Weakness at Banana Republic dragged down Gap Inc.’s results for the third quarter, prompting a profit outlook that left investors wanting.
Shares of the company fell 5.7 percent to $26.10 in post market trading Monday after the company said its comparable-store sales in October fell 3 percent, with a decline of 15 percent at Banana Republic, a drop of 4 percent at Gap and a gain of 2 percent at Old Navy.
That led to total third-quarter comp decline of 2 percent for the company, which pegged its adjusted earnings per diluted share for the three months at 62 cents to 63 cents. Analysts on average were looking for earnings of 66 cents per share.
The company also said it “now expects year-over-year inventory dollars per store at the end of the third quarter of fiscal year 2015 to be slightly lower than the guidance provided” in August, when inventory dollars were seen as “down slightly.”
Lower inventories can be a sign that a retailer is excepting less going forward.

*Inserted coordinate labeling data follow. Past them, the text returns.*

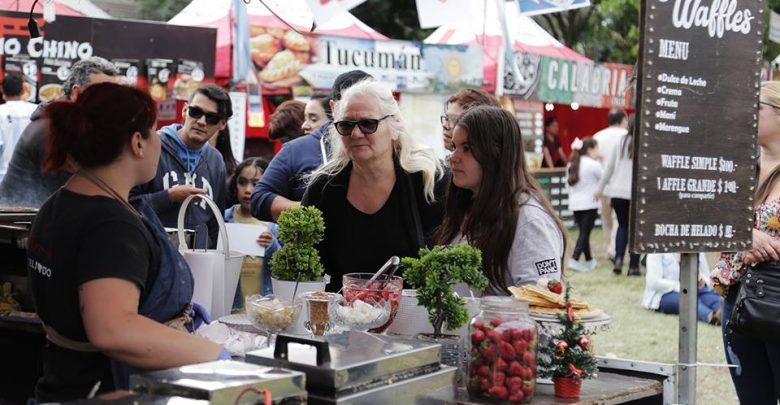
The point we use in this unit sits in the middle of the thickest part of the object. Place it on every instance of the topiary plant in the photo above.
(434, 274)
(300, 228)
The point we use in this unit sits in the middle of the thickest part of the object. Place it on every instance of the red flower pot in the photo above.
(567, 387)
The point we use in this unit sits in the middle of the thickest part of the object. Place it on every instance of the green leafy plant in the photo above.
(300, 228)
(569, 352)
(434, 274)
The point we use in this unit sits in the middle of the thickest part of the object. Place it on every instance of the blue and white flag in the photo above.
(535, 7)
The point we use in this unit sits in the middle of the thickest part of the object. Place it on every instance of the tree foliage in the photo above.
(606, 31)
(568, 353)
(160, 10)
(434, 274)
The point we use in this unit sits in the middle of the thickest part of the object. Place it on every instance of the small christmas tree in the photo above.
(568, 353)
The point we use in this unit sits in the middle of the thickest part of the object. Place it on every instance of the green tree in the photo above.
(606, 31)
(394, 19)
(160, 10)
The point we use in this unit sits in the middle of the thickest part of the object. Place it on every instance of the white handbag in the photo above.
(215, 271)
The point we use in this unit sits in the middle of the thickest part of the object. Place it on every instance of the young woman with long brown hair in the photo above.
(495, 204)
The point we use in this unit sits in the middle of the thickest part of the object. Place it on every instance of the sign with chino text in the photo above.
(694, 172)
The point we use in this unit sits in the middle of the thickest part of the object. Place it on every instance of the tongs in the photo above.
(386, 271)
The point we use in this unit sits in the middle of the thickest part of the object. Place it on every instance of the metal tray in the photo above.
(351, 361)
(223, 382)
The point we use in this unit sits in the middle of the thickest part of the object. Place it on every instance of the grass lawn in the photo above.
(641, 334)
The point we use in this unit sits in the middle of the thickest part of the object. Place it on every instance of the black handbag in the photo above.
(756, 310)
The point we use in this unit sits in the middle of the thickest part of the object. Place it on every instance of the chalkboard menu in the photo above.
(695, 140)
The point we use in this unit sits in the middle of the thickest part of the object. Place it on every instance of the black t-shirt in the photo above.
(356, 242)
(75, 239)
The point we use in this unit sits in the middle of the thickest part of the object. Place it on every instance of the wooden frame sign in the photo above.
(695, 138)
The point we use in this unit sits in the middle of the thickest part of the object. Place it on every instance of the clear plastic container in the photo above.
(502, 352)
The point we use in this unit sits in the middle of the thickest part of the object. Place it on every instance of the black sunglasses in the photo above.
(197, 112)
(367, 126)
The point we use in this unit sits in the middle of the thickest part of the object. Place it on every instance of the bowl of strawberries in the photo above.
(359, 286)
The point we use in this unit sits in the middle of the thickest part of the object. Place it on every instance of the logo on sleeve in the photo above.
(548, 266)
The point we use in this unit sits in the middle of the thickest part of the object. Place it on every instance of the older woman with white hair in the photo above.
(378, 193)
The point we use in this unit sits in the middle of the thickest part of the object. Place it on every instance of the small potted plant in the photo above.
(568, 356)
(433, 275)
(298, 261)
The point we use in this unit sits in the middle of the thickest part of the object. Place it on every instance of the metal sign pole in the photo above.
(689, 288)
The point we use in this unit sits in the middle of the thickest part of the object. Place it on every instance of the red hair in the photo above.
(95, 128)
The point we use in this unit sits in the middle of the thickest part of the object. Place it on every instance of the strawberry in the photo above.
(528, 359)
(517, 398)
(483, 371)
(477, 337)
(506, 351)
(498, 392)
(519, 346)
(494, 336)
(555, 286)
(515, 384)
(499, 378)
(488, 352)
(484, 384)
(515, 369)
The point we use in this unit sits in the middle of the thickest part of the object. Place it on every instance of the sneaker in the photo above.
(590, 264)
(575, 265)
(634, 271)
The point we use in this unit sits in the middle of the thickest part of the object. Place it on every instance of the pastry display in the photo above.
(295, 42)
(283, 65)
(263, 47)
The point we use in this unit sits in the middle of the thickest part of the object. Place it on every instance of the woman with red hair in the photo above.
(103, 276)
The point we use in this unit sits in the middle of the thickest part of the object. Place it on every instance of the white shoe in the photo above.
(590, 264)
(576, 266)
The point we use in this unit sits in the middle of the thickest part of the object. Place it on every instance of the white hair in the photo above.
(412, 155)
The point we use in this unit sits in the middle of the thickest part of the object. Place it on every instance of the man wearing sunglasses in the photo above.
(190, 166)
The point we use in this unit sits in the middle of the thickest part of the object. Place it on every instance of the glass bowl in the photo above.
(272, 314)
(356, 286)
(360, 314)
(318, 305)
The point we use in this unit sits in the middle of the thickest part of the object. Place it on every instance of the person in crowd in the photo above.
(607, 140)
(221, 143)
(583, 175)
(14, 117)
(25, 182)
(662, 287)
(283, 184)
(495, 204)
(756, 371)
(378, 192)
(255, 277)
(287, 121)
(616, 184)
(98, 275)
(316, 113)
(459, 103)
(551, 146)
(190, 166)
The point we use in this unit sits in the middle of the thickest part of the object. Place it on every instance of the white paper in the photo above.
(204, 271)
(243, 238)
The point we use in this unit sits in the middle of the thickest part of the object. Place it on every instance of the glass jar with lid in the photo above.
(502, 360)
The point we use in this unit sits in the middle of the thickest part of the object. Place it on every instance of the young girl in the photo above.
(583, 176)
(494, 203)
(255, 277)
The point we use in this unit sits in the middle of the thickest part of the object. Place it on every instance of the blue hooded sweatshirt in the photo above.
(205, 170)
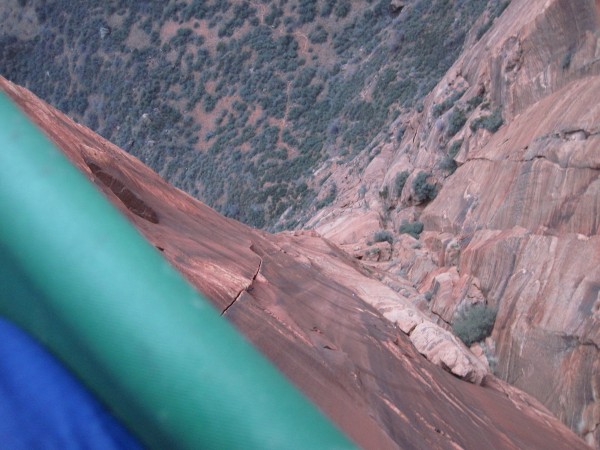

Gap’s net sales for the third quarter fell 3 percent to $3.86 billion, or flat on a constant currency basis.
“With fall behind us, the teams across our portfolio are focused on strong execution for the holiday season,” said Sabrina Simmons, chief financial officer.
The retailer has been going through something of a tough stretch. Fitch Ratings recently cited a laundry list of changes at the company that are “collectively of concern in regard to current and future business trends.”
The company lost Stefan Larsson as global president of Old Navy to Ralph Lauren Corp. and Marissa Webb shifted from creative director at Banana Republic to creative adviser. The firm also has a $400 million term loan that will be used to buy back shares.
Gap has a credit rating of “BBB-minus,” one step away from a noninvestment or junk rating.
The company will report its third-quarter results on Nov. 19.